A (hopefully) considerably copious collection of classical cipher crackers
Written in Python3 (and run with PyPy)
- Write a “text fitness evaluator” function which evaluates the likelihood that a given string of text is English
- Write a substitution cipher decoder (which can also server as a ROT13, Caesar, and Atbash decoder)
- Compile a list of common classical ciphers (drawing from Wikipedia and the National Cipher Competition)
- Write a word splitter which separates plaintext into words
- Investigate using AI to identify what cipher a ciphertext might be encrypted with
- Plaintext: a message which is readable and unencrypted
- Ciphertext: a message which is encrypted
- Decoder/Decrypter: a program which will decrypt a ciphertext when given the key
- Cracker: a program that can decrypt a ciphertext without the key, usually by making use of the decrypter
A cracker has three major components: the key-finding algorithm, the decrypter, and the text evaluator.

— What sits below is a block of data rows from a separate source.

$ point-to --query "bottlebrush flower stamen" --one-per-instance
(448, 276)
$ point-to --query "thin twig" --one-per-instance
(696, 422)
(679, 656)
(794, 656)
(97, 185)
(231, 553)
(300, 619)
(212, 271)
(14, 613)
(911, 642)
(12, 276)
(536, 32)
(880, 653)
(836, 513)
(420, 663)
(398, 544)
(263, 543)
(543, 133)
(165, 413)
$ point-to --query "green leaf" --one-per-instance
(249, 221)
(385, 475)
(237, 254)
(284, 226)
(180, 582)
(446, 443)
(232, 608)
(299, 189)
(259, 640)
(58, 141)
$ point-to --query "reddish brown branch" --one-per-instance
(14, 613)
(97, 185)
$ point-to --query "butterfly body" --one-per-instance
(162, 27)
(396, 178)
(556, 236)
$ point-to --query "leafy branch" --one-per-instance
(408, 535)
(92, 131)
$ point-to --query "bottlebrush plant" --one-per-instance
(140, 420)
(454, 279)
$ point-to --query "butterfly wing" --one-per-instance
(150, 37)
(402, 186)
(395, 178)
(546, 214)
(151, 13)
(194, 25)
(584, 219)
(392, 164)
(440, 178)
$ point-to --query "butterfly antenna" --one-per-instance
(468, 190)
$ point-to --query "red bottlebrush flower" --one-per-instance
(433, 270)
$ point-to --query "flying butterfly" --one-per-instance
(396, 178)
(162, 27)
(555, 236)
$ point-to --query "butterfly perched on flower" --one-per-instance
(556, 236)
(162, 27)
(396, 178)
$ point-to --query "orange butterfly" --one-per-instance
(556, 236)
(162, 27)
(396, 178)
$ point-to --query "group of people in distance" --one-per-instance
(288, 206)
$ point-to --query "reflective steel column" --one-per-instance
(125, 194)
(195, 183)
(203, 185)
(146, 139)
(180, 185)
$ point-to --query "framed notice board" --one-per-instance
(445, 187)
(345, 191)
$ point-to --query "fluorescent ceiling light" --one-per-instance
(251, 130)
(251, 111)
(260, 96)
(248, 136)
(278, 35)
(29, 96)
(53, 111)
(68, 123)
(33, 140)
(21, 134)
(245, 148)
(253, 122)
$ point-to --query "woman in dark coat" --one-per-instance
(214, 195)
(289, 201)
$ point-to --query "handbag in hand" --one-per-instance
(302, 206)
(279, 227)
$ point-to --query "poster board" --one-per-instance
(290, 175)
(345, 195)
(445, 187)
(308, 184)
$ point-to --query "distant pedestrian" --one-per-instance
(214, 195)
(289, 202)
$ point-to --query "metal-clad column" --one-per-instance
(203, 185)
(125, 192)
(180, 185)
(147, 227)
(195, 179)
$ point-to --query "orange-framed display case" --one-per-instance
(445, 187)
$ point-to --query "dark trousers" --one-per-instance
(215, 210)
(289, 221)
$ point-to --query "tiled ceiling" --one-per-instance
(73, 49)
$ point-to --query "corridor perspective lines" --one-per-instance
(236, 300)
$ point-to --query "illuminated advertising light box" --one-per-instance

The key-finding algorithm will generate keys which will be used by the decrypter to find the plaintext that the key would generate.
This plaintext will be tossed into the text evaluator.
If it gets a high score, the current key and plaintext will be saved as a possible answer.
As more keys get tested, the best key-plaintext pair will be continuously updated.
If the keyspace is small, then every key will be tested.
If brute force isn’t feasible, a hill-climbing algorithm will be used, where random changes to the key are either kept or dropped if they create a better text evaluation.
The goal of the algorithm is to reach a “hill”, where the plaintext is as likely to be the real message as possible.
Simulated annealing may also be used in the future.
Code should be written to prioritize speed when run under PyPy, though it should still be reasonably readable.
In particular, decrypters must be optimized to run quickly, as they are often called thousands of times in order to crack a cipher.
Different versions of decrypters should be tested and timed to determine which is most performant.
The same applies to the text fitness evaluator.